Live Long and Prosper

vulcan_salute

POSITIVE OUTLOOKS TO LIFE

If you want a long life, move to Okinawa in Japan, where they have the highest prevalence of people over 100 years of age. Failing that, and a bit nearer, is Sardinia, where the healthiest of Mediterranean diets is to be found. But seriously, their good fortune probably owes more to genetics and a simple positive outlook to life. Not altogether uncoincidental is the fact that both are essentially farming communities where life is slow, uncluttered and free from traffic polution.

There are alternative views of course. The old comedian George Burns, for example, (well into his eighties), was asked during a television interview, what his doctor had to say about a lifetime spent in heavy drinking, smoking cigars and inveterate womanising.

“Oh, he died years ago,” was his reply.

The announcement of the death of actor Leonard Nimoy this week started me thinking. “Live long and prosper” was his classic Vulcan salutation in the original Star Trek series, way back when. You don’t have to be a Trekkie, or into Sci-Fi to appreciate what a great greeting it was. It’s the kind of generous sentiment we often use to greet others. We wish them “Good Day”, and we ask them “How are you?” – that sort of thing.

The ninth amendment to the US Constitution granted its citizens “Life, liberty and the pursuit of happiness”, in acceptance of the fact that we all want a long, prosperous and happy life. It’s natural, and it’s universal.

How to achieve it, however, is another matter. For some it comes down to acquiring great wealth. For some it’s the love of a partner, fame, or celebrity. For others it’s pease of mind. Or a warm fireside and a cheering cup of cocoa. But all people aspire to some level of prosperity, no matter how they define it.

I well remember waking up early one Christmas morning in 1952. I was just two months short of eleven years old. It was still dark. We were a poor working class family of the Black Country. My father, a D-Day veteran had returned from France, not to a heroic welcome, but to a never-ending slog to find work. So, Christmas presents would never be many, nor big, nor expensive. There was the mandatory woollen sock, filled with nuts and a single tangerine. But at the foot of the bed, lying on the quilted eiderdown, a wrapping paper twinkled with stardust and a neat string bow held together a real present. It untied with just one single pull. I unwrapped it gingerly. It was a book.

I was regarded as a bright lad, and in the days before television, books were what you bought for promising boys. The hardbound cover opened to reveal the frontispiece. Treasure Island by Robert Louis Stephenson. I was overjoyed. Not because of its great value, but because it was mine.

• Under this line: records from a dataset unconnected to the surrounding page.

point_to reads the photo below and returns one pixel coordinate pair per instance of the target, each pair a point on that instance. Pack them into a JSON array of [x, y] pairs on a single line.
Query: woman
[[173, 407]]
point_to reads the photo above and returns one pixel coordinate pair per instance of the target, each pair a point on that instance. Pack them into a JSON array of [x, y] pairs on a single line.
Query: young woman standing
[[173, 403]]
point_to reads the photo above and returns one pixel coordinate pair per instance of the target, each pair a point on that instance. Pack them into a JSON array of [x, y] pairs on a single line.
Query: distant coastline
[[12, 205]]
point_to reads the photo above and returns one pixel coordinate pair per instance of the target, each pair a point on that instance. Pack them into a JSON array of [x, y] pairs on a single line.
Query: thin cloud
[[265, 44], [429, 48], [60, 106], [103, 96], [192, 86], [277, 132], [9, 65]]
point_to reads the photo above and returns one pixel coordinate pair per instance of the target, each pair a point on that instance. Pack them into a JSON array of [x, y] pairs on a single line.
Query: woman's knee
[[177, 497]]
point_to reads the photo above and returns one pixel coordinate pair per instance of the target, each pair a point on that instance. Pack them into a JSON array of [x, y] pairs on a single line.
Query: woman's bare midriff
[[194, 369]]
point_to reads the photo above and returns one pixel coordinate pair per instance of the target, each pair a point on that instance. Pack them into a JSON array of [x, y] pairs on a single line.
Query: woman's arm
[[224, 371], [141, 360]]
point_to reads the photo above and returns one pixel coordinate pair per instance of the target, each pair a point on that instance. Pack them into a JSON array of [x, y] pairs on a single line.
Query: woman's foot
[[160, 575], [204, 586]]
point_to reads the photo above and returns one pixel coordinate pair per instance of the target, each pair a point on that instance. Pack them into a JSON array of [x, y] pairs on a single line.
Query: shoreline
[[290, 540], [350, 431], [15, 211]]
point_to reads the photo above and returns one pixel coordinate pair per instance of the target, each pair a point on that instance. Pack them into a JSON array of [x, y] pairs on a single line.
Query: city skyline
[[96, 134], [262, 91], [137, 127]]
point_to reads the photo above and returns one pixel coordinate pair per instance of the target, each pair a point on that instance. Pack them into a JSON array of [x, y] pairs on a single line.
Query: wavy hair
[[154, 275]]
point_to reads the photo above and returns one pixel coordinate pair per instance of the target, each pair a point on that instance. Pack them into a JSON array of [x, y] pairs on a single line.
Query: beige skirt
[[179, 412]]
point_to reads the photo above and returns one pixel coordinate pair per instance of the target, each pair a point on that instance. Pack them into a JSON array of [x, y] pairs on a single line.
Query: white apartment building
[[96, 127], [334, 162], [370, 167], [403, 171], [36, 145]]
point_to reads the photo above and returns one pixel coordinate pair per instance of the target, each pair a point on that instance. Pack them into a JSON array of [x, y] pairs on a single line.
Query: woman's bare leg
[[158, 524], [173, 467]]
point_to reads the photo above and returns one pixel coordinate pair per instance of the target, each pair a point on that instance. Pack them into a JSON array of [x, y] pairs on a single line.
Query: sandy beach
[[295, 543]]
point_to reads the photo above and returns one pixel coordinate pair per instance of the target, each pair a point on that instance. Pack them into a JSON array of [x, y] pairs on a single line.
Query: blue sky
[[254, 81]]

I read that book over and over, and learned to love words, and reading. Within the year, that copy had innumerable hand-written margin notes. Whenever I came across a word that I didn’t know, I’d look it up in the dictionary and write its meaning in the margin.

I also wrote my name on the font page and followed that with my home address, (street, town, county – there were no postcodes in those days). Then I added as an afterthought: …“Europe, The World, The Galaxy, The Universe”.  So that, if it ever got lost or misplaced, the finder would have no doubt where to locate the rightful owner. A kid’s notion.

I still have my prized copy of Treasure Island. I’m a grown man, but even now, when I get a book, the first thing I do is write my name in it. Now that really is strange.

That small book was a priceless gift. The pursuit of my personal happiness was never to do with getting rich – but it was always about enrichment. And I suppose I have prospered. I have my warm fireside, children who make me proud, grandchildren I love and a wife that I adore. I was never wealthy – teachers have never made money, but I can pay my bills, don’t owe anybody a penny and have sufficient for my needs.

So that’s the prospering part dealt with. Now for the living long bit.

Charlie Chaplin, having reached the grand old age of eighty, was asked what were the benefits of advanced age. “At last,’ he replied. “I begin to feel at ease in the company of adults.” I knew exactly what he meant, for there is still a child inside all of us, no matter how old we are.

But I warn you, dear reader, that I intend to live to be a very old man. So watch this space.